Nana: The Lady with the Parrot and Two Little Potato-Cakes

 

I know I was probably underfoot so much that Nana, being a wise old lady, and a calm lady too, who like this photo shows, could keep a huge parrot on her shoulder as if it was the most natural thing in the world. It was Nana who decided that, in her mid-fifties, she would take on the care and feeding of my brother, Jeremy, and myself who were like: Zwei Kleine Kartoffelkuchen. Two little potato-cakes.

Nana decided to put me to work, and in her very German upbringing, the earlier the better. By the time I was 10 or 11 I got a list stuffed in my pocket, and I was marched off down the block and crossed over Centre Avenue to the Ciotti market where I did all the grocery shopping for Nana.

But this shopping was never a hardship. Nana had a lot on her mind, and the kitchen was a perfect place to work it out. Nana wasn’t a super huggy Grandma-type, who said come here child and nestle in my lap, she expressed her love in her world, the kitchen and her world became my world too.

In there, Nana’s kitchen, the warm place of pies and cookies and breads, she and I shared a huge motherlode of working experiences that we never talked about.

Here’s one instance of that unspoken world. And also about bread with Nana. We had potato dough which made doughnuts - Fastnachts - and big fat brown-baked potato cakes strewn with streusel crumbs.
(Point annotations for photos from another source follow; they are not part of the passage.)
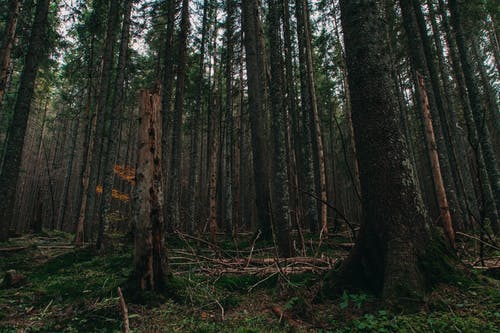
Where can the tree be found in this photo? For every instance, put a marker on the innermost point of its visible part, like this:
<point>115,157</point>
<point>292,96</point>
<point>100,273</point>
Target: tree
<point>15,142</point>
<point>257,91</point>
<point>280,202</point>
<point>8,43</point>
<point>115,112</point>
<point>150,257</point>
<point>389,256</point>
Nana crept into my bedroom. It was about five am, I’m guessing. That’s when she would finally take the bowl of sweet warm and yeasty smelling potato dough that had been rising all night by my bedside. Did she know I had been stealing little pinched off puffs of it from the underside, all night? She must have. But she never said a word. She took the bowl in her hefty arms and went down the hall to the kitchen where she rolled out the dough, and cut it into squares. I could smell the oil heating up. My stomach was hurting from all the raw dough I had eaten, but somehow I would roll over and drift off to sleep, like a little ball of potato dough myself. But soon I would wake up to the smell of frying doughnuts. I threw off the covers and rushed out to the kitchen to find Nana smiling in her apron, topping off a big pile of doughnuts with more hot squares of brown, crispy outside and puffy inside, potato doughnuts for Fastnacht day. There was a satisfied gleam in her eye, but no parrot on her shoulder.

It's not Fastnacht Day today, but Mother’s Day is near, and I am forever thankful to Nana for making room for Zwei Kleine Kartoffelkuchen in her kitchen. And in her life.

She never got to meet them, but she helped me get ready for the two dear little potato cakes in my own life. My sons, Jaryd, with a cookie, and Erick, ready for anything.